Not a ‘vibrant democracy’
Hannah Allam explored the status of shared values between the United States and Israel on the background of brazenly racist speeches by Prime Minister Benjamin Netanyahu and Foreign Minister Avigdor Lieberman (“Alliance under stress,” March 20). To be sure, their principal opponents, Isaac Herzog and Tzipi Livni, are racists, too.
The U.S. and Israel shared values back in 1948, when Zionists established a state for one kind of people in the homeland of the multi-ethnic Palestinian peoples, declaring Israel to be the “Jewish and democratic” state. The past seven decades have seen the dispossession, the concentration, the expulsion and the killing of non-Jewish Palestinian peoples.

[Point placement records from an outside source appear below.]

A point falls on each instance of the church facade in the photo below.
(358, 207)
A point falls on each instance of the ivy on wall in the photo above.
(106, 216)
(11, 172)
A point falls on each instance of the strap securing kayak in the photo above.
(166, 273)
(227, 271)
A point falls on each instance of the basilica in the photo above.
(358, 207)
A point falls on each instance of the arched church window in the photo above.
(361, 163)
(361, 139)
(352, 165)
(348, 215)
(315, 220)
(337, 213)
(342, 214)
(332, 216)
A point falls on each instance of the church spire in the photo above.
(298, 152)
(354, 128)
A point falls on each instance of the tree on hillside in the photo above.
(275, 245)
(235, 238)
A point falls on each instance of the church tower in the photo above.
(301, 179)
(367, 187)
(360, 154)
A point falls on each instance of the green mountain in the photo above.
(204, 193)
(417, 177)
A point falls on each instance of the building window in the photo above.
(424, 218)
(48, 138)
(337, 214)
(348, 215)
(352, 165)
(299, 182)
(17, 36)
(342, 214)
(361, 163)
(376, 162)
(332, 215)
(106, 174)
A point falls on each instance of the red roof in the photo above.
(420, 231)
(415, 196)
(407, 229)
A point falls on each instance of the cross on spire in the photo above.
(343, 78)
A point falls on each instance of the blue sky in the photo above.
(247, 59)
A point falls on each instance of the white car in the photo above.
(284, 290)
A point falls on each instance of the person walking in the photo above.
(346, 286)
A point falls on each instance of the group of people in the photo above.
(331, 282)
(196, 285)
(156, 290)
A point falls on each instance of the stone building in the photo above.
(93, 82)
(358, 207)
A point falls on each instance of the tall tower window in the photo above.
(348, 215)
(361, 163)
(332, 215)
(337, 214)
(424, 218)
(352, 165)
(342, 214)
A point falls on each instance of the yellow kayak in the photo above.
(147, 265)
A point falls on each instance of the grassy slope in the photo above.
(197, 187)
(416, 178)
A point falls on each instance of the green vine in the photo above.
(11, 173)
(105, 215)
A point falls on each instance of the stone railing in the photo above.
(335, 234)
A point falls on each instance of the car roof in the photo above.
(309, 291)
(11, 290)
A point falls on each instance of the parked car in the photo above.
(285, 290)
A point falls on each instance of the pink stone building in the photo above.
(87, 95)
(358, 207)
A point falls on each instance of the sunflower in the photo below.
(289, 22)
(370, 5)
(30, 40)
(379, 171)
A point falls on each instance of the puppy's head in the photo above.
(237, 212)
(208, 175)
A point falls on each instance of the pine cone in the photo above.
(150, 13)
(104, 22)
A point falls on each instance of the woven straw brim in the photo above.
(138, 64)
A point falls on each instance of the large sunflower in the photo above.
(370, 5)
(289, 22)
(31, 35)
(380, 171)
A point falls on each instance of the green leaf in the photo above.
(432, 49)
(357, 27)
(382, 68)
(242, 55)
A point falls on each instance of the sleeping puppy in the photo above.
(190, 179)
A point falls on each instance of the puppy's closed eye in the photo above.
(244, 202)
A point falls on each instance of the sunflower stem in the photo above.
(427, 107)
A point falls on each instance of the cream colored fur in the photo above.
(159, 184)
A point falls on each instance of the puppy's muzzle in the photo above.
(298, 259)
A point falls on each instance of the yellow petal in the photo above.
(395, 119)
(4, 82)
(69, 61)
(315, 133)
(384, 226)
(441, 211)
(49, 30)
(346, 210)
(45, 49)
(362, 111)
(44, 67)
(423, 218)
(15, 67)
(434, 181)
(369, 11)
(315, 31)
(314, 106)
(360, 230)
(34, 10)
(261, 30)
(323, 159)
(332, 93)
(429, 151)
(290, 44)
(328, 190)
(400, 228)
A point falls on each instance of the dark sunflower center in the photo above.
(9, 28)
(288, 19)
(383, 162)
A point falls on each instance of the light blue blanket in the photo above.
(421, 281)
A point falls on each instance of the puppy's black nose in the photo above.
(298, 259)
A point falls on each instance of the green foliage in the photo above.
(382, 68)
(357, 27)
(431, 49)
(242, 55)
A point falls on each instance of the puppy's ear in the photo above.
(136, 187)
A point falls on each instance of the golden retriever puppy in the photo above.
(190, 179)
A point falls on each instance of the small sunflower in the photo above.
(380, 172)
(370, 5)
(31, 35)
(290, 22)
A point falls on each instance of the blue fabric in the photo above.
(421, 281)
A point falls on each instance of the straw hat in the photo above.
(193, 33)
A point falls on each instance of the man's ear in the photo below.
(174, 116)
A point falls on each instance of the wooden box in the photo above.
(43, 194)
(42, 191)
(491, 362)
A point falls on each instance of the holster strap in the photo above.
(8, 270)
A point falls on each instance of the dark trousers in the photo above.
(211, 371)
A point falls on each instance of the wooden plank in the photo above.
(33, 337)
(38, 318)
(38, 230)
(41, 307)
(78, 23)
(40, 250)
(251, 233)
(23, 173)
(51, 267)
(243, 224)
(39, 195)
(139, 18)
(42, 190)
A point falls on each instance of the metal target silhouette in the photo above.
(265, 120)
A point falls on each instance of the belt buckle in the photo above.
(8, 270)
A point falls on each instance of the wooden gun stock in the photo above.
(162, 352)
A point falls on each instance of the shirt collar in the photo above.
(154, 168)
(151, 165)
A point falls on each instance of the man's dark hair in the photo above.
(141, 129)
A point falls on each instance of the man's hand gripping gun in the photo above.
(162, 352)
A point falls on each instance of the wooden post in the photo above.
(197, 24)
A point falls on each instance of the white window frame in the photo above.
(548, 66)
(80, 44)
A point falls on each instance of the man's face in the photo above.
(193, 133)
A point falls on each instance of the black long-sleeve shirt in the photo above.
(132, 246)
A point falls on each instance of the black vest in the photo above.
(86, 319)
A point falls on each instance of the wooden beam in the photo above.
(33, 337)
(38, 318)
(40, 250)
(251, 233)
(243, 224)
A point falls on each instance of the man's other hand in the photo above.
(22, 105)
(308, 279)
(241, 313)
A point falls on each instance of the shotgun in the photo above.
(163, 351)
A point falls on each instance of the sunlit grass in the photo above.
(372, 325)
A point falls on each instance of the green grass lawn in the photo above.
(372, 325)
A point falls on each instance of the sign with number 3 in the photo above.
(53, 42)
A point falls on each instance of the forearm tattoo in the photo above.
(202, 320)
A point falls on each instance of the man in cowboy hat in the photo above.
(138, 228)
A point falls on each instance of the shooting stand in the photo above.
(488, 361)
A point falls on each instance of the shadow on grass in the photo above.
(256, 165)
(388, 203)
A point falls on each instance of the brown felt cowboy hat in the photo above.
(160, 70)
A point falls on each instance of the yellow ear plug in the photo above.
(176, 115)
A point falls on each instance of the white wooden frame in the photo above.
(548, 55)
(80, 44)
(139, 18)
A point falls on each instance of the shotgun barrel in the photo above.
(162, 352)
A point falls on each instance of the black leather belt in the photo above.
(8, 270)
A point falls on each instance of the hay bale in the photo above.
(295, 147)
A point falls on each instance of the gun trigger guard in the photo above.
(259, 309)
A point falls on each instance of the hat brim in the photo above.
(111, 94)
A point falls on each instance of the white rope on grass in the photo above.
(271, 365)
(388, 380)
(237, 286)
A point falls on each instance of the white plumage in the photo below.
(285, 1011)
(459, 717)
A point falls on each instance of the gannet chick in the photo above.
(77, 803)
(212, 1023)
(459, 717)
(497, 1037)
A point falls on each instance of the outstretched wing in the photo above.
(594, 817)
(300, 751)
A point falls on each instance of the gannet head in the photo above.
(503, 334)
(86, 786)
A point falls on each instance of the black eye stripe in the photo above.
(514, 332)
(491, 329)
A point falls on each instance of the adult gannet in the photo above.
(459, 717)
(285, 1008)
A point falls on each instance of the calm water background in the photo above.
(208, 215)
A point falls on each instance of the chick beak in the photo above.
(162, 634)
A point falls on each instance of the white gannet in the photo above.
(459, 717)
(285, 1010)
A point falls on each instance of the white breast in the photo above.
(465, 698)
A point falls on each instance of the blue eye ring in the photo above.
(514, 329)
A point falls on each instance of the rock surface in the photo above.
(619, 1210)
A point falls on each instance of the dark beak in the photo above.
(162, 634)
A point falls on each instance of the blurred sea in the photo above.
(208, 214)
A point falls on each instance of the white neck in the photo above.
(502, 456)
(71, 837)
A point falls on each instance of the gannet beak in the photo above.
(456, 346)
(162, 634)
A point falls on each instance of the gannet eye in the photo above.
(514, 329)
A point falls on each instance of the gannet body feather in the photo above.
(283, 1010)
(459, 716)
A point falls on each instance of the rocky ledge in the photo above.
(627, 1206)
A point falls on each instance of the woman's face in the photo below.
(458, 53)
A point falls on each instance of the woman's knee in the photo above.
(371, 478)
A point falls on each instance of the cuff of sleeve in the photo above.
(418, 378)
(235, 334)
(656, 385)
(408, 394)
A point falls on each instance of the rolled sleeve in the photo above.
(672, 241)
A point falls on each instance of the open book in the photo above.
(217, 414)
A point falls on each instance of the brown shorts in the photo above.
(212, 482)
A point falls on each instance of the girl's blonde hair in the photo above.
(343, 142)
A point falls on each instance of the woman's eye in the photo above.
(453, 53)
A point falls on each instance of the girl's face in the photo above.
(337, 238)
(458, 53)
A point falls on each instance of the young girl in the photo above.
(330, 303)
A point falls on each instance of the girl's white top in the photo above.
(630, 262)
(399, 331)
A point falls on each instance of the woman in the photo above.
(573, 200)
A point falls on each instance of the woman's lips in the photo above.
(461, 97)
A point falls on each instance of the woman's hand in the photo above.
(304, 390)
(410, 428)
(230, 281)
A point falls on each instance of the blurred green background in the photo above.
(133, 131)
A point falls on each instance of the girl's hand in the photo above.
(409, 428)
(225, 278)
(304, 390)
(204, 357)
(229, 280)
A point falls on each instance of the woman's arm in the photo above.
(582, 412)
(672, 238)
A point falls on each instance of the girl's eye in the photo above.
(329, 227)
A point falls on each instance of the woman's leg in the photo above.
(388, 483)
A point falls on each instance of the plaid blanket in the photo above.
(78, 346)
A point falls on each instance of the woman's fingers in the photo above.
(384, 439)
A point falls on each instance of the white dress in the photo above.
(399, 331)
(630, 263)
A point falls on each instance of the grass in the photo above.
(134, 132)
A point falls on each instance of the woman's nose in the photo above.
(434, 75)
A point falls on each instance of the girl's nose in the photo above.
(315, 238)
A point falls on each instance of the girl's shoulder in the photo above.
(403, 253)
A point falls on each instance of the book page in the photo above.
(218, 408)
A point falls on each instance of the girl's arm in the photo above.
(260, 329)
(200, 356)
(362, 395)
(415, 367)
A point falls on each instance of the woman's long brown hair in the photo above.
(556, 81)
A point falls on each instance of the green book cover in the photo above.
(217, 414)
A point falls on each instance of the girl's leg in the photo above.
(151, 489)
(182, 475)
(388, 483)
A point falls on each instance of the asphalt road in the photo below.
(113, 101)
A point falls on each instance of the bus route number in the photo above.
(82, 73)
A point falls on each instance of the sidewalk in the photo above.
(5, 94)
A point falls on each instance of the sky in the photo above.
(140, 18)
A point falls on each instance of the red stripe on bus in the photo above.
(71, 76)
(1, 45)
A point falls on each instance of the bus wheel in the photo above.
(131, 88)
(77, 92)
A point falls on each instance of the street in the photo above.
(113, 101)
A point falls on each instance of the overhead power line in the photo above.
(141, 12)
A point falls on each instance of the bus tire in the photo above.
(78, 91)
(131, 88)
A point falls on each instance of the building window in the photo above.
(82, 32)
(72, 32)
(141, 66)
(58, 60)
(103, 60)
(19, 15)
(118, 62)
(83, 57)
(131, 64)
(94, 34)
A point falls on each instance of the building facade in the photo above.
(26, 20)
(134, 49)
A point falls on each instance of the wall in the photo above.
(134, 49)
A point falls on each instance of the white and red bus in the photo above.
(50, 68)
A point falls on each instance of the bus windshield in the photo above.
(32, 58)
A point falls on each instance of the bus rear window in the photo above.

But in the U.S., our values evolved differently. A civil rights campaign led to the dismantling of many of the institutions of segregation. Although the U.S. had never formally presented itself as a “white and democratic” state, it gradually ceased to function as one. Our society came to affirm that the human family embraced people of color.
When Americans speak of Israel as a “vibrant democracy,” they are forgetting the second-class status of the 20 percent of Israelis who are Palestinian. They are also forgetting the millions of stateless Palestinians and refugees in the occupied territories and in neighboring countries.